Sayid-Ali Abdullahi Salad: A champion for the rights of persons with disabilities
Sayid-Ali Abdullahi Salad vividly remembers the fateful day at the height of the civil war in Somalia in 1997 when his life was changed forever – a seemingly routine meeting to resolve a dispute erupted into violence that almost cost the volunteer peace mediator his life.
Together with other peace activists, Sayid-Ali, then a student at the Somali National University, had accompanied a traditional elder to Wadajir district in the capital city of Mogadishu to help mediate between two warring clans. They were looking forward to a positive outcome, but in the middle of the negotiations, tensions suddenly escalated.
“Things ended up in disarray. One of the groups became hostile and opened fire. The first round of bullets hit my right leg and shattered the bone,” Sayid-Ali, now 41 years of age, recalls.
He was critically wounded in the attack. His colleagues were able to duck the hail of bullets and escape unhurt.
“They scampered for safety, but I wasn’t that lucky. When I was hit, I passed out and regained consciousness in hospital, where I had been rushed by my friends,” Sayed-Ali adds.
Prompt medical intervention at Benadir Hospital, where Sayid-Ali’s fellow mediators took him for treatment, saved his life. His leg, however, had to be amputated.
Living with disability
“The shooting was a double tragedy to me. I couldn’t continue with my education after the incident,” the former veterinary medicine student says.
Soon after his discharge from hospital, Sayid-Ali was confronted with the painful reality of coping with a lifelong disability in a country torn apart by violence.
“I experienced first-hand the stigma associated with disability and the ill-treatment meted out by society to physically-challenged persons,” he recalls.
For years, Sayid-Ali endured a life of isolation. Friends deserted him. Acquaintances mocked him and called him ‘lugey’ or ‘jiis’ – pejorative slurs that mean ‘the man who limps’ or ‘the one-legged man’ in the Somali language.
Counting only on his family’s support, Sayid-Ali rebuilt his life around a small retail business that kept him busy. He slowly regained his commitment to help others overcome conflict, find common ground and live together peacefully. In the process, he became a dedicated advocate for the rights of persons with disabilities.
Enabling
“I started advocating for the rights of people with disabilities by speaking at youth meetings, sport events and other gatherings,” remarks Sayid- Ali.
In 2012, he co-founded the Somali National Disability Council, and he was elected its chairman shortly thereafter. He used the council as a platform to push for the enactment of laws to safeguard the interests of disabled people.
“People living with disabilities have the same rights as everyone else. My goal is to help them enjoy those rights, just like the rest of the disabled persons in the world,” the activist says.
In the absence of reliable statistics and information, experts estimate that the number of persons with disabilities in Somalia is higher than the global average of 15 per cent of the population, owing to the country’s prolonged conflict. For these hundreds of thousands of Somalis, access to adequate health care, facilities, education, and social inclusion and opportunities are crucial.
These facts underpinned Sayid-Ali’s message at a recent gathering in Mogadishu at which civil society representatives joined the country’s national consultative conference process about establishing a new and permanent Constitution and organizing the ‘one person, one vote’ elections in 2020.
If the rights, views and needs of persons with disabilities are not addressed during Somalia’s constitutional review process, he said, efforts to secure their well-being will be compromised.
Somalia has reason to celebrate important advances towards enabling persons with disabilities. In October of this year, the country signed the Convention on the Rights of Persons with Disabilities, an international treaty affirming that all persons with disabilities should enjoy universal human rights and fundamental freedoms.
Soon after, the Federal Parliament unanimously endorsed the bill establishing the Disability Agency, for which the Somali National Disability Council actively lobbied.
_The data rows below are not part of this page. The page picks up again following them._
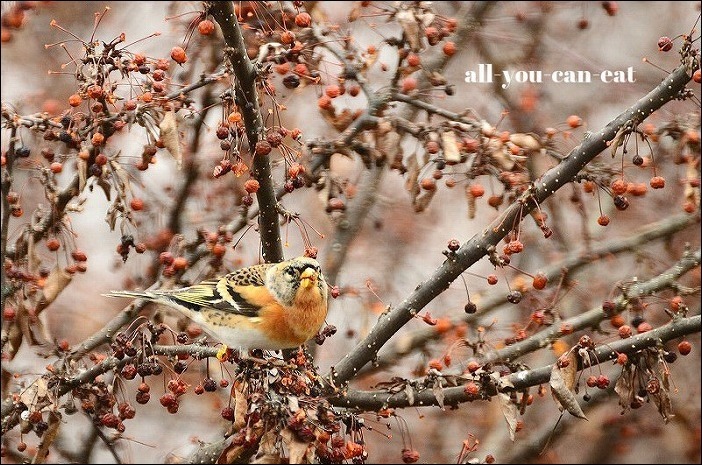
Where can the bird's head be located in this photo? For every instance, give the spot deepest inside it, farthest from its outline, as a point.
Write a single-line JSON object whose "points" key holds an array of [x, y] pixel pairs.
{"points": [[298, 278]]}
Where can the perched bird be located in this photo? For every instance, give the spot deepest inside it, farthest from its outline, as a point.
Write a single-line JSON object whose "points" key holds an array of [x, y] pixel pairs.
{"points": [[270, 307]]}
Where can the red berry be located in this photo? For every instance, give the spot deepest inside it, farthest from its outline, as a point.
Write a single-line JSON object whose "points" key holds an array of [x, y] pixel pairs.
{"points": [[137, 204], [574, 121], [303, 19], [205, 27], [409, 84], [657, 182], [449, 48], [477, 190], [178, 55], [665, 44], [684, 347], [540, 281], [624, 331]]}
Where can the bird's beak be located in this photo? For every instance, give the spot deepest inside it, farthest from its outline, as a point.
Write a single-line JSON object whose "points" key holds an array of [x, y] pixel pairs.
{"points": [[308, 278]]}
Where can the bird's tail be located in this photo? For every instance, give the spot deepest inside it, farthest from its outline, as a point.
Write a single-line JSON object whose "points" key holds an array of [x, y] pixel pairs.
{"points": [[132, 294]]}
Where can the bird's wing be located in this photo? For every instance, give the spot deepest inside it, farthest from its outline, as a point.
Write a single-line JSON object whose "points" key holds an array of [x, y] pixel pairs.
{"points": [[242, 292]]}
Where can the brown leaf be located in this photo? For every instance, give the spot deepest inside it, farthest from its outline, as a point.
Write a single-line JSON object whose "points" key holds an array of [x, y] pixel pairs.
{"points": [[438, 393], [240, 405], [56, 282], [169, 136], [449, 144], [297, 449], [529, 142], [421, 202], [561, 383], [82, 167], [510, 412]]}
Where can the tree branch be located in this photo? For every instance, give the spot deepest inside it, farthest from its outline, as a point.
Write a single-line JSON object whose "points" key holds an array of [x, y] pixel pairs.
{"points": [[478, 246], [247, 98]]}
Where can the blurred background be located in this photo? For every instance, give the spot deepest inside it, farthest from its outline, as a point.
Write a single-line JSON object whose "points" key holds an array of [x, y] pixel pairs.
{"points": [[397, 248]]}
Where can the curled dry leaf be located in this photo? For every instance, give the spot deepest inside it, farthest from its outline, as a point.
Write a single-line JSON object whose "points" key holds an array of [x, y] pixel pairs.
{"points": [[529, 142], [449, 143], [169, 136], [297, 449], [438, 391], [56, 282], [562, 382]]}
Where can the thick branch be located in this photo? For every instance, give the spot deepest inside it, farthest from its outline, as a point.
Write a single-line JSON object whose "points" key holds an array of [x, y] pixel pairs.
{"points": [[573, 262], [376, 400], [247, 98], [477, 247]]}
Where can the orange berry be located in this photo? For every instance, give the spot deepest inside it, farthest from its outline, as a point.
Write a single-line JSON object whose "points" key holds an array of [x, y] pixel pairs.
{"points": [[75, 100], [476, 190], [449, 48], [303, 19], [574, 121], [178, 55], [409, 84], [137, 204], [205, 27]]}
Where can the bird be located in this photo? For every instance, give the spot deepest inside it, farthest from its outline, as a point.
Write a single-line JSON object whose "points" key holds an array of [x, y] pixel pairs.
{"points": [[271, 306]]}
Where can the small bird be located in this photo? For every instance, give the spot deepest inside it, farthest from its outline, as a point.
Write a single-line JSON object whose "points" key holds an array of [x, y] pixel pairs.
{"points": [[271, 306]]}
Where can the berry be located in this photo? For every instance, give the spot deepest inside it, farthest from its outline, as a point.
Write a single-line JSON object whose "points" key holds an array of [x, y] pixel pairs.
{"points": [[178, 55], [408, 85], [574, 121], [53, 244], [205, 27], [303, 19], [657, 182], [449, 48], [540, 281], [477, 190], [665, 44], [263, 147]]}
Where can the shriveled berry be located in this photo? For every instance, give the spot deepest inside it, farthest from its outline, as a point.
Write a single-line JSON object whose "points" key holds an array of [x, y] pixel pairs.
{"points": [[684, 347]]}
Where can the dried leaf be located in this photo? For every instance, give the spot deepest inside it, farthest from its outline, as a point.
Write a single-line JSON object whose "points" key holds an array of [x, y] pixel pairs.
{"points": [[409, 391], [449, 143], [56, 282], [36, 393], [624, 387], [411, 183], [528, 142], [561, 385], [618, 139], [355, 12], [268, 450], [410, 28], [106, 187], [169, 136], [48, 437], [510, 412], [82, 167], [240, 405], [438, 393], [421, 202], [297, 449]]}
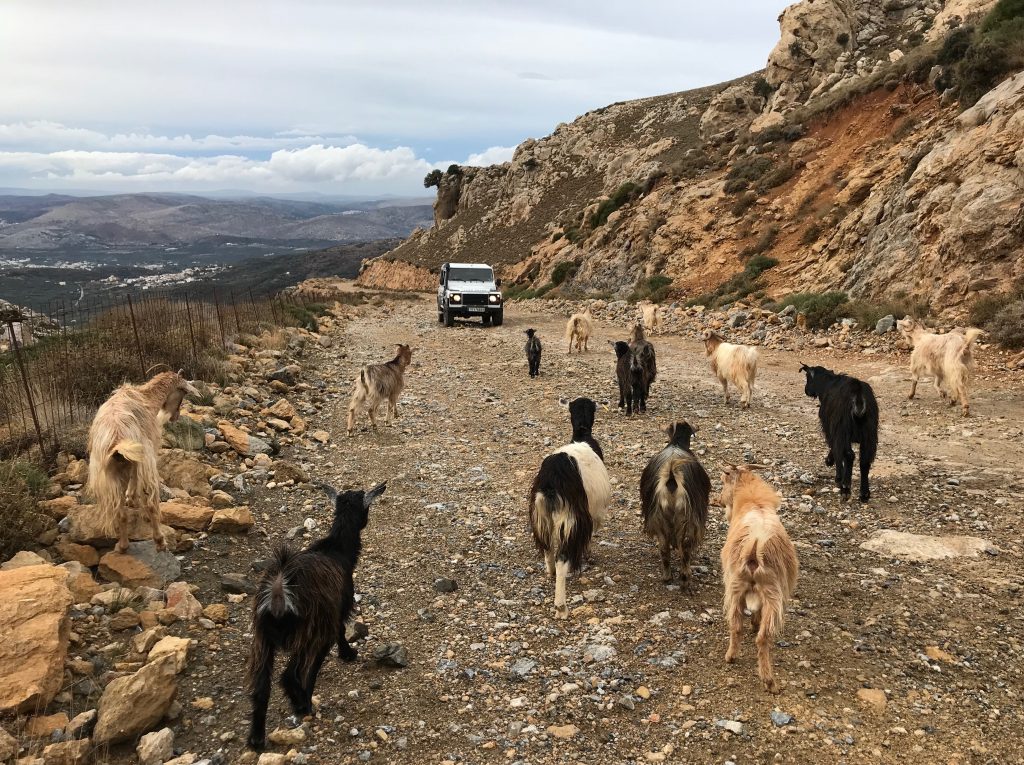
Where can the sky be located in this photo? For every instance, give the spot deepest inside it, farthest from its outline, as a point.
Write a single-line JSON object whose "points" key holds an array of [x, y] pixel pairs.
{"points": [[332, 96]]}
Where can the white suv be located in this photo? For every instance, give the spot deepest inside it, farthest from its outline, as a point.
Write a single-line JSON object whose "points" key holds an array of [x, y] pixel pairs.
{"points": [[469, 290]]}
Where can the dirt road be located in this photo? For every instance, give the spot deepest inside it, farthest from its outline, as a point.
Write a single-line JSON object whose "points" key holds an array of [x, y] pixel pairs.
{"points": [[636, 674]]}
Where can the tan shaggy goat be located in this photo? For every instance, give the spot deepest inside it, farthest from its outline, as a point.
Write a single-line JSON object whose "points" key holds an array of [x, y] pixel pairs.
{"points": [[579, 330], [378, 383], [650, 315], [124, 440], [759, 564], [732, 364], [948, 358]]}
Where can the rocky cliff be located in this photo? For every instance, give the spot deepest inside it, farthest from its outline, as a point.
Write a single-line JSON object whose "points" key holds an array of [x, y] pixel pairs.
{"points": [[847, 164]]}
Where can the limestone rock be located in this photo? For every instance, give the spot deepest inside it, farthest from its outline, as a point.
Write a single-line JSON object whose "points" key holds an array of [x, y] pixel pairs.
{"points": [[35, 624], [133, 705]]}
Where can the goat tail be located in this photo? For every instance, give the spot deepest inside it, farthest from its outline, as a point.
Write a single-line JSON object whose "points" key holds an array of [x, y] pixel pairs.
{"points": [[128, 451]]}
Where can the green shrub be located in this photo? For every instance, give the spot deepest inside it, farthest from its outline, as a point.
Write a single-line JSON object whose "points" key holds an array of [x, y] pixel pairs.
{"points": [[820, 308], [565, 269]]}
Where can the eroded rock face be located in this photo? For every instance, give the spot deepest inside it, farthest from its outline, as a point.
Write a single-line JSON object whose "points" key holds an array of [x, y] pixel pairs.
{"points": [[133, 705], [35, 625]]}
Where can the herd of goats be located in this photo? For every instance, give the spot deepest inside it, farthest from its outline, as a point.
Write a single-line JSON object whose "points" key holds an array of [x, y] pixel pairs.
{"points": [[305, 598]]}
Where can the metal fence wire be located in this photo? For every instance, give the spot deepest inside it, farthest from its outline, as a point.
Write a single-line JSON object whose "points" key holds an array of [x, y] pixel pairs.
{"points": [[59, 363]]}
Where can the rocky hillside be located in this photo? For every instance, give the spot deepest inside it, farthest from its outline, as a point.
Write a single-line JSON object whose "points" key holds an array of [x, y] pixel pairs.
{"points": [[851, 163]]}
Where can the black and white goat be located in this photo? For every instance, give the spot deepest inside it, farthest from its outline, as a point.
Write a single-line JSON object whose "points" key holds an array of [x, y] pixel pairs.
{"points": [[301, 607], [640, 345], [849, 415], [632, 377], [568, 501], [674, 493], [534, 352]]}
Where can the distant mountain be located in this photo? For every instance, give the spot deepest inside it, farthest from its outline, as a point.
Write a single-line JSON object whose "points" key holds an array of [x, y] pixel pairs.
{"points": [[59, 221]]}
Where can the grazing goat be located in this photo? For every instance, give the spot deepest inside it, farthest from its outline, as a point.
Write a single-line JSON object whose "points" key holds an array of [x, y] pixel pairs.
{"points": [[674, 493], [732, 364], [650, 315], [948, 358], [534, 352], [759, 564], [645, 352], [301, 607], [632, 379], [378, 383], [124, 440], [568, 501], [579, 330], [849, 415]]}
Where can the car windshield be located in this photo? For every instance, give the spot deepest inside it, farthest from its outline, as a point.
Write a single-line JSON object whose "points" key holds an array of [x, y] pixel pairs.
{"points": [[471, 274]]}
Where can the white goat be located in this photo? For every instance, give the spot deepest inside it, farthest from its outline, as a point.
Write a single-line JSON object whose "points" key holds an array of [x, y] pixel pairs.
{"points": [[948, 358], [732, 364]]}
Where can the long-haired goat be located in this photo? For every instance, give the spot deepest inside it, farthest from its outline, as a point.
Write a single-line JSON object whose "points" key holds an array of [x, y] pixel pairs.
{"points": [[579, 329], [759, 564], [849, 415], [301, 607], [568, 501], [649, 315], [124, 439], [732, 364], [378, 383], [632, 378], [674, 492], [948, 358], [534, 349], [645, 352]]}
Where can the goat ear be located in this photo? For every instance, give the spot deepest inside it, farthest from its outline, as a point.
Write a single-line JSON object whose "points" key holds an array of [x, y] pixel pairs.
{"points": [[330, 491], [373, 494]]}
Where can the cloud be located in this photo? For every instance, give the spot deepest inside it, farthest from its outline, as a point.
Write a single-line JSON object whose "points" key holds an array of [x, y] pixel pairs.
{"points": [[493, 156]]}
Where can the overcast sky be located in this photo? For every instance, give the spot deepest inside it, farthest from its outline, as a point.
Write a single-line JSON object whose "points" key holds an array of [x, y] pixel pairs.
{"points": [[338, 96]]}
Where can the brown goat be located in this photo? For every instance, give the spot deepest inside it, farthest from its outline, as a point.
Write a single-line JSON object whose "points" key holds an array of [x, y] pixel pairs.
{"points": [[378, 383], [124, 439], [759, 564]]}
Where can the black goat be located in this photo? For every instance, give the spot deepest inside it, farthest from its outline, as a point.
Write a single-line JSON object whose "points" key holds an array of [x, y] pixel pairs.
{"points": [[674, 492], [632, 378], [640, 345], [534, 352], [849, 415], [301, 607]]}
Sayid-Ali is confident that, once approved by the President, the new progressive law will ensure that the rights and needs of disabled Somalis are met in areas such as political representation, adequate public infrastructure, health, education and employment.
Since 1992, the United Nations International Day of Persons with Disabilities has been observed annually on 3 December. This year’s theme is “Empowering persons with disabilities and ensuring inclusiveness and equality,” and it focuses global attention on the need to empower persons with disabilities for inclusive, equitable and sustainable development as envisaged in the 2030 Agenda for Sustainable Development. Pledging to “leave no one behind,” the 2030 Agenda recognizes that the dignity of an individual person and equality for all are fundamental principles of the United Nations’ work on development, human rights, and peace and security.